Between 2003 and 2015, there was a nearly six-fold increase in mobile phone users in the Phillippines . This exponential growth outpaces other innovations in low-resource environments and presents a unique opportunity to facilitate task sharing and provide access to specialized care [15, 16]. Remote areas in LMICs typically have limited electronic medical records and desktop computer access, but leveraging mobile phone prevalence allows for technological integration without large infrastructure shifts . Previous work suggests that mobile phone-based communication may present a cost-effective way to support nurses and other care providers in low-resource settings . Although most published data on its efficacy pertains to monitoring of infectious disease, mHealth-based care has the potential to engage both local providers and patients alike [18, 19]. The 2019 MEDIPINAS utilization of mobile phone-based communication between investigators and local providers demonstrates that it may be a viable option for supporting postoperative care in rural settings.
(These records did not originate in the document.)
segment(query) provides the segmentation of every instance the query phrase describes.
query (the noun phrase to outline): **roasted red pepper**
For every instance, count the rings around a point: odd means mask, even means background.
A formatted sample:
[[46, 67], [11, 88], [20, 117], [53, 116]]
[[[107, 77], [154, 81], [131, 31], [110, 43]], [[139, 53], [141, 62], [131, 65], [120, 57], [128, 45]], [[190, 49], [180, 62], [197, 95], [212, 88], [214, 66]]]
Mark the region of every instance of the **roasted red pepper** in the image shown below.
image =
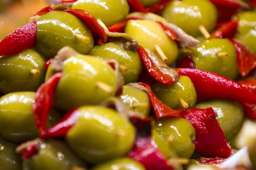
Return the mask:
[[151, 140], [150, 136], [138, 137], [128, 156], [140, 162], [147, 170], [172, 170], [164, 156], [151, 143]]
[[63, 11], [73, 14], [83, 21], [91, 30], [97, 43], [102, 44], [107, 42], [107, 36], [104, 28], [98, 23], [92, 14], [80, 9], [67, 9]]
[[47, 118], [53, 105], [57, 85], [62, 75], [62, 73], [58, 73], [52, 76], [41, 85], [35, 96], [33, 111], [40, 137], [45, 130]]
[[238, 21], [221, 23], [215, 25], [220, 28], [212, 33], [212, 38], [233, 38], [237, 31]]
[[35, 46], [36, 22], [17, 28], [0, 41], [0, 56], [16, 55]]
[[212, 99], [225, 99], [241, 103], [256, 104], [256, 95], [232, 80], [201, 70], [176, 69], [180, 75], [190, 78], [196, 90], [198, 102]]
[[159, 3], [146, 8], [147, 11], [152, 13], [156, 13], [167, 6], [172, 0], [163, 0]]
[[231, 39], [229, 40], [236, 48], [240, 75], [244, 77], [256, 66], [256, 55], [240, 41]]
[[139, 83], [146, 88], [151, 105], [157, 119], [165, 117], [183, 117], [192, 125], [196, 132], [193, 143], [195, 151], [212, 156], [227, 157], [231, 147], [217, 119], [212, 108], [207, 109], [174, 110], [165, 105], [151, 91], [150, 87]]
[[223, 162], [226, 159], [223, 158], [200, 158], [200, 163], [203, 164], [218, 164]]

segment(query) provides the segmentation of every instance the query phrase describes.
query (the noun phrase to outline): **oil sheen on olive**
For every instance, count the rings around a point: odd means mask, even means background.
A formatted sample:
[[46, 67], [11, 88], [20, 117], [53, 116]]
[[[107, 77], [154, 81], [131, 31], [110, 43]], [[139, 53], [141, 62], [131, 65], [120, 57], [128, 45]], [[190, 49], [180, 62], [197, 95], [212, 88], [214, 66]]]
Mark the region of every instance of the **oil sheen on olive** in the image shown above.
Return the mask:
[[201, 102], [196, 105], [195, 108], [212, 108], [218, 114], [216, 118], [228, 141], [230, 141], [238, 132], [244, 120], [244, 109], [236, 102], [213, 99]]
[[[45, 59], [35, 50], [29, 49], [18, 54], [0, 57], [0, 91], [35, 91], [44, 82]], [[38, 74], [31, 69], [38, 69]]]
[[[91, 56], [77, 55], [63, 63], [62, 76], [57, 87], [55, 102], [59, 109], [67, 111], [83, 105], [97, 105], [114, 95], [117, 78], [105, 61]], [[113, 88], [111, 92], [96, 86], [98, 82]]]
[[22, 170], [22, 161], [15, 149], [17, 145], [0, 136], [0, 169]]
[[129, 85], [124, 85], [122, 91], [119, 98], [125, 104], [126, 107], [148, 116], [151, 109], [151, 102], [148, 94]]
[[176, 42], [169, 38], [156, 22], [147, 20], [129, 20], [125, 32], [131, 35], [140, 45], [149, 49], [162, 59], [155, 49], [155, 45], [158, 45], [167, 58], [165, 62], [167, 65], [171, 65], [177, 59], [178, 48]]
[[130, 158], [115, 159], [100, 164], [92, 170], [146, 170], [140, 163]]
[[210, 33], [217, 23], [217, 10], [208, 0], [183, 0], [172, 2], [163, 9], [162, 16], [186, 33], [197, 37], [201, 35], [202, 25]]
[[85, 162], [95, 164], [124, 156], [135, 139], [131, 123], [113, 110], [99, 106], [78, 108], [80, 116], [66, 140]]
[[125, 84], [136, 82], [138, 79], [143, 64], [137, 51], [125, 49], [120, 42], [111, 42], [95, 46], [90, 53], [93, 56], [115, 60], [125, 66], [127, 71], [121, 71]]
[[[53, 57], [66, 46], [82, 54], [88, 54], [93, 47], [90, 30], [74, 15], [62, 11], [52, 11], [36, 20], [36, 48], [44, 56]], [[85, 36], [87, 39], [82, 38]]]
[[[33, 114], [33, 92], [9, 93], [0, 98], [0, 135], [9, 141], [22, 142], [38, 136]], [[47, 127], [60, 119], [56, 112], [51, 112]]]
[[124, 20], [129, 10], [126, 0], [78, 0], [71, 8], [85, 10], [100, 19], [108, 27]]
[[[219, 57], [220, 52], [227, 52], [228, 55]], [[213, 38], [201, 43], [199, 47], [193, 50], [191, 56], [196, 69], [230, 79], [235, 79], [239, 75], [236, 49], [227, 39]]]
[[190, 108], [196, 102], [195, 89], [190, 79], [186, 76], [180, 76], [178, 82], [172, 85], [157, 82], [152, 86], [151, 89], [161, 101], [174, 109], [184, 108], [180, 102], [180, 99]]
[[23, 170], [70, 170], [87, 166], [64, 142], [49, 140], [40, 144], [36, 154], [23, 161]]
[[154, 129], [166, 141], [173, 145], [179, 157], [190, 158], [195, 150], [192, 141], [195, 131], [192, 125], [183, 118], [167, 118], [156, 120]]

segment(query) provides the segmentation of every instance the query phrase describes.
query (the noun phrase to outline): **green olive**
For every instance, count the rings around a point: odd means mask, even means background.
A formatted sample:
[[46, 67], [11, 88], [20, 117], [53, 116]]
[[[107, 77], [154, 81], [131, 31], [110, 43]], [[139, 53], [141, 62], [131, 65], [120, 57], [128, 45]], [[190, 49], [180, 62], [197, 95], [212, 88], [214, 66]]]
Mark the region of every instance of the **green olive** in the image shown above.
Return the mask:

There are many applications for mHealth follow-up beyond surgical site infection monitoring. We look forward to exploring such possibilities in future interventions in the Philippines.
Despite the promise of such software, it is not without limitations. Confidentiality and cybersecurity remain evolving obstacles across healthcare systems. Additionally, integration of mHealth infrastructure into the practice model of local providers requires time, training, and open communication [16, 20]. Our mHealth system was specifically utilized to manage SSI over the 30-day study period to assess the efficacy of our educational and wound care materials, so more investigation is warranted to determine the long-term potential of integrating mHealth into global surgical care.
This study represents an early foray into the use of mHealth for postoperative follow-up in low- resource rural settings and our spreadsheet-based system is just a starting point for the integration of mobile phones in global surgery. As access to mobile phones grows exponentially, the potential for app development to deliver expertise to remote settings increases globally. That being said, there is still considerable variability in technology and broadband access across low resource settings worldwide, which presents barriers to the generalizability of mHealth-based follow-up.
Despite the universal healthcare system in the Philippines, there are still discrepancies in the electronic health record that made it difficult for us to obtain prospective demographics and comorbidity-related data. Continued development of an electronic health record will allow better analysis of the factors that might predispose patients to infection or inability to present for follow-up. Between development of mobile apps and electronic health systems, there is great potential for capacity-building through technological innovation.
The authors have no competing interests to declare.
All authors had access to the data and collaborated on the manuscript.